Несмотря на то, что Машенька социофоб и одиночка, каждое утро она начинает с макияжа, который вероятно, она делает для себя. Потом она расчесывает свои волосы светло-пшеничного цвета и надевает очки под цвет белой кожи и волос.
– Мне уже 23, а я вообще не знаю, чем мне заниматься в этой жизни, какую профессию выбрать, я абсолютно потеряна. Не знаю, как применить себя в этом мире, чем могу быть полезна, – сказала мне Машенька.
– Но у тебя есть занятия, которые тебе нравятся?
– Да, есть. Они связаны с творчеством.
– Вот и занимайся ими.
– Да, я так и планирую.
– Вот! У тебя хотя бы есть планы на будущее! А у меня их уже нет, – подбодрила я Машеньку.

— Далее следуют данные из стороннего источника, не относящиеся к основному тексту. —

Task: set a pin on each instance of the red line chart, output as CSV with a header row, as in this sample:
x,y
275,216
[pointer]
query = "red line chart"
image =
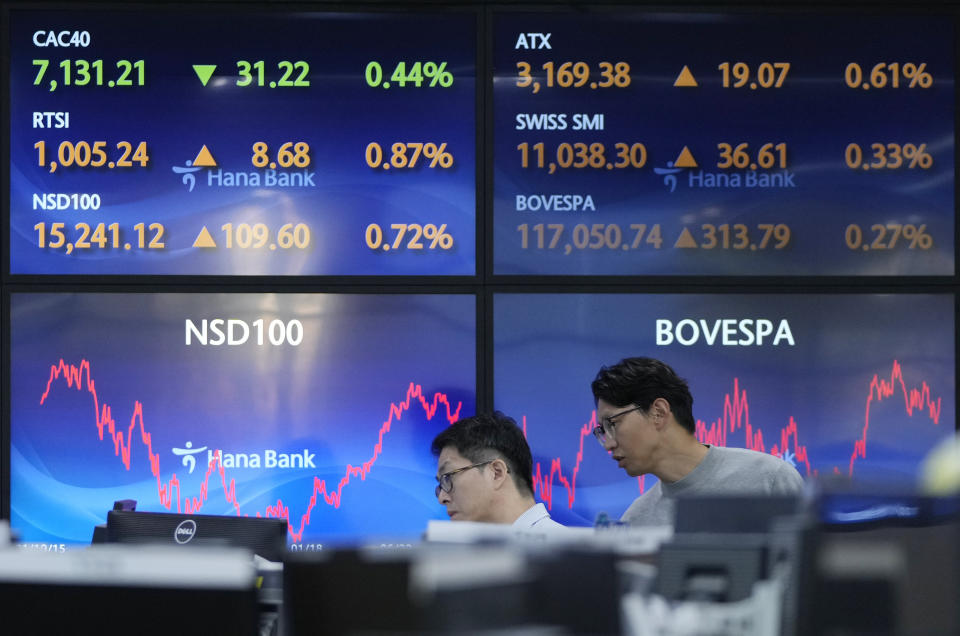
x,y
736,417
80,378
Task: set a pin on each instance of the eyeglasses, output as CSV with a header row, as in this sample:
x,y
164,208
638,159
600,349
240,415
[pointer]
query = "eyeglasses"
x,y
445,481
606,428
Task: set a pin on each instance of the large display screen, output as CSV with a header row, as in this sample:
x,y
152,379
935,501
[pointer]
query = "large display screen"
x,y
634,142
843,386
212,142
317,408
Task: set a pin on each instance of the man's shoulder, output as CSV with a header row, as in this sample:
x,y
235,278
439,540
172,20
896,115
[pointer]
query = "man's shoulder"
x,y
643,504
752,457
750,469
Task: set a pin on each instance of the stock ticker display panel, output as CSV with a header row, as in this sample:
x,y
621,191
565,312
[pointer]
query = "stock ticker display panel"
x,y
633,142
209,142
318,408
858,386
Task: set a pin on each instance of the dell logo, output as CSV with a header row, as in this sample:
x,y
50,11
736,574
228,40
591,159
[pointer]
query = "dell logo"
x,y
185,531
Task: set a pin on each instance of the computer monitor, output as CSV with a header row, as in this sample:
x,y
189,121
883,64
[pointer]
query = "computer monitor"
x,y
265,536
113,590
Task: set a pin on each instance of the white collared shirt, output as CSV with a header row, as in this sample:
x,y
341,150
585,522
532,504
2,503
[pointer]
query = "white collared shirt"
x,y
537,518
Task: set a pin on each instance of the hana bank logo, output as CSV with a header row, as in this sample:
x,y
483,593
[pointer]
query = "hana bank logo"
x,y
669,175
185,531
203,160
188,454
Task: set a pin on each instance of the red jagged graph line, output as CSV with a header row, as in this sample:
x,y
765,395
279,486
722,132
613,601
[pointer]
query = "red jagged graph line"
x,y
736,416
543,482
123,443
913,399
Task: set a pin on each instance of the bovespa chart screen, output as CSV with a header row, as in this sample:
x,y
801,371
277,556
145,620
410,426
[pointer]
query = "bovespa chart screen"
x,y
860,386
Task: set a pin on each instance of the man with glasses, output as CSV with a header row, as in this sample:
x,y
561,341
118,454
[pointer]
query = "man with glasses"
x,y
485,473
645,421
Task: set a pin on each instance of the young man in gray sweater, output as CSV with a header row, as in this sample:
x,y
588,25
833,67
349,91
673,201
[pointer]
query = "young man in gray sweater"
x,y
645,421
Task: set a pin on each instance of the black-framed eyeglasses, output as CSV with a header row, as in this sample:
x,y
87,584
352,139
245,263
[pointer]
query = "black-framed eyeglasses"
x,y
445,481
607,427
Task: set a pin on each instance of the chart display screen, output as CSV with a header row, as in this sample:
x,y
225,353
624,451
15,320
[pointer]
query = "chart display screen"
x,y
317,408
857,386
631,142
212,142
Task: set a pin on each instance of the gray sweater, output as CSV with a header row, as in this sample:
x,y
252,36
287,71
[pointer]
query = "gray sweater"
x,y
724,471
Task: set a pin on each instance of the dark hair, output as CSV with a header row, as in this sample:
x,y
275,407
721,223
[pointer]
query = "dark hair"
x,y
475,437
640,381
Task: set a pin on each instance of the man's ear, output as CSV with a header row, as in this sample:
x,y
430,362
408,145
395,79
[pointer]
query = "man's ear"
x,y
660,412
500,472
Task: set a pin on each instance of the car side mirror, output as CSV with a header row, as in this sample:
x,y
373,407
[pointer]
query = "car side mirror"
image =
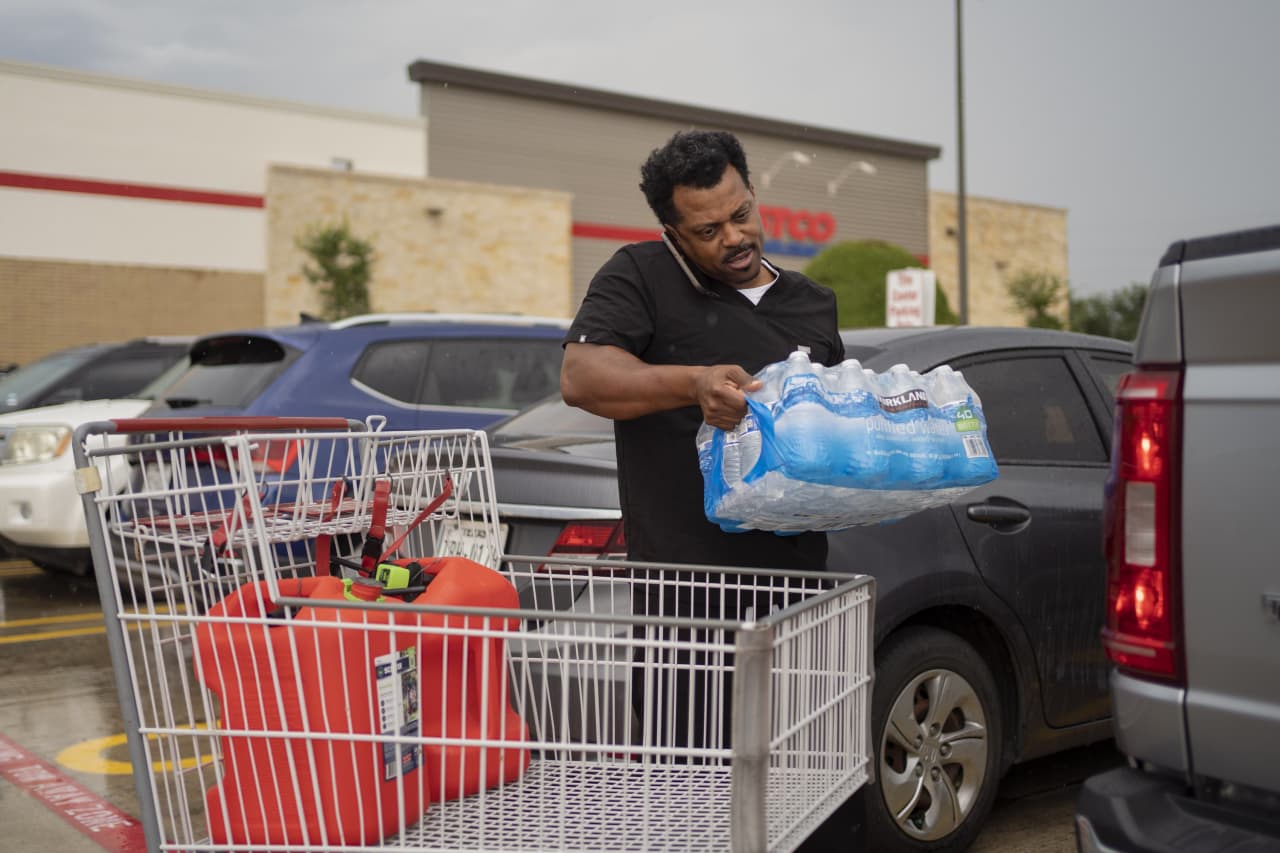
x,y
64,395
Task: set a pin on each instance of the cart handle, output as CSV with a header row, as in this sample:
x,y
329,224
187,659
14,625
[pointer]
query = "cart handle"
x,y
229,424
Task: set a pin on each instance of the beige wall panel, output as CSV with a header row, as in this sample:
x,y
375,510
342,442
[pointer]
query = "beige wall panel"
x,y
1005,238
53,305
440,245
595,155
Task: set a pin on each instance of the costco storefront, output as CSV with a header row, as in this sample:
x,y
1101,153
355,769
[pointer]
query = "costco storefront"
x,y
816,186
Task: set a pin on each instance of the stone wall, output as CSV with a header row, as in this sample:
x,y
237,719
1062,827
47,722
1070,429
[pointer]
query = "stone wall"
x,y
1005,238
440,245
51,305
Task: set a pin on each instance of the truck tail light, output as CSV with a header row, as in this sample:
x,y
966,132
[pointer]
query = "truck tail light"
x,y
593,539
1142,532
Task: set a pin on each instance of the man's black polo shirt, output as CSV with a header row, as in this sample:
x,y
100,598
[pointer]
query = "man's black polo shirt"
x,y
643,302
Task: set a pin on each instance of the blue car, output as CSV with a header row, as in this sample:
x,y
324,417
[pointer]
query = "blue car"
x,y
417,370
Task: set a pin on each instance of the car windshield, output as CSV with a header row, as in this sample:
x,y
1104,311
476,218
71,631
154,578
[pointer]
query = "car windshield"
x,y
26,382
228,372
553,418
165,379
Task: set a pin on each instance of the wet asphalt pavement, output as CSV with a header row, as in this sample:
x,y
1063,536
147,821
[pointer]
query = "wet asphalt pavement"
x,y
64,781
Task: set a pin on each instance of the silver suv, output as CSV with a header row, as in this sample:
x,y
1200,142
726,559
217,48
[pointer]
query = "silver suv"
x,y
1193,551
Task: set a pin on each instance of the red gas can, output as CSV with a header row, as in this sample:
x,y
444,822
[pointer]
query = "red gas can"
x,y
465,682
334,671
310,680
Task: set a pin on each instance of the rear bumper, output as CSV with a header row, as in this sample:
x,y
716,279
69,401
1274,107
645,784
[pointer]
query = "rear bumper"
x,y
1130,811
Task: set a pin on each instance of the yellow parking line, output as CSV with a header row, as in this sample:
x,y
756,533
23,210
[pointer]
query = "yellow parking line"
x,y
40,635
19,571
59,620
50,620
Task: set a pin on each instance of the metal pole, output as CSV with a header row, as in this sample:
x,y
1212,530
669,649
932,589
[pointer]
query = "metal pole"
x,y
961,232
753,699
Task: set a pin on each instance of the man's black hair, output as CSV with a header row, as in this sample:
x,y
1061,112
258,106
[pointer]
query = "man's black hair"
x,y
689,159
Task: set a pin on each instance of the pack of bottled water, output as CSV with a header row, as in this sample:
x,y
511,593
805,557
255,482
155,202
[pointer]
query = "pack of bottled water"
x,y
826,448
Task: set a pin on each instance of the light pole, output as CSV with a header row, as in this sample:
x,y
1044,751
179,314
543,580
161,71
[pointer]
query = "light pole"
x,y
856,165
798,158
961,231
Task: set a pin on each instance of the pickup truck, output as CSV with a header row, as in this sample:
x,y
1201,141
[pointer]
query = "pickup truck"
x,y
1193,561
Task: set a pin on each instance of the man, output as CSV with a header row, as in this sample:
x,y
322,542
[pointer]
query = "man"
x,y
668,336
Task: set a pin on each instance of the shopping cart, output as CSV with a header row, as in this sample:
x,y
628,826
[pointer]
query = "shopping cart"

Первые четыре дня в клинике я как собака Павлова могла выполнять только команды спать и есть. Хотя не знаю, может, собака Павлова и больше команд могла выполнять, я только две. Причем первую выполняла чаще и охотнее. После пары укольчиков и волшебных таблеточек я уже от привидений и зомби не отличалась. Не могу сказать, что я стала социофобом, или начала страдать от одиночества, но общение мне давалось с трудом, я буквально выдавливала из себя дежурную улыбку для соседа за обеденным столом. Я не могла писать, мой мозг не концентрировался на деталях. Читать могла, но плохо понимала, что написано или имела на это странную реакцию. В основном раздражение. Глаза мои сделались круглыми, зрачки огромными, и походить я стала на наркоманку. Языком было ворочать крайне тяжело, речь получалась как у человека после недельного запоя. В общем, пьяный зомби – вот на кого я была похожа. Движения тела были угловатыми, походка машинальная, куда направили, туда и пошла, реакции заторможенные, соображать тяжело, решение принимать ещё тяжелее, голос тихий, медленный. Сама себе я во всей красе напоминала главного героя романа «Цветы для Элджернона», когда уровень его интеллекта начал стремительно падать, и он это осознавал.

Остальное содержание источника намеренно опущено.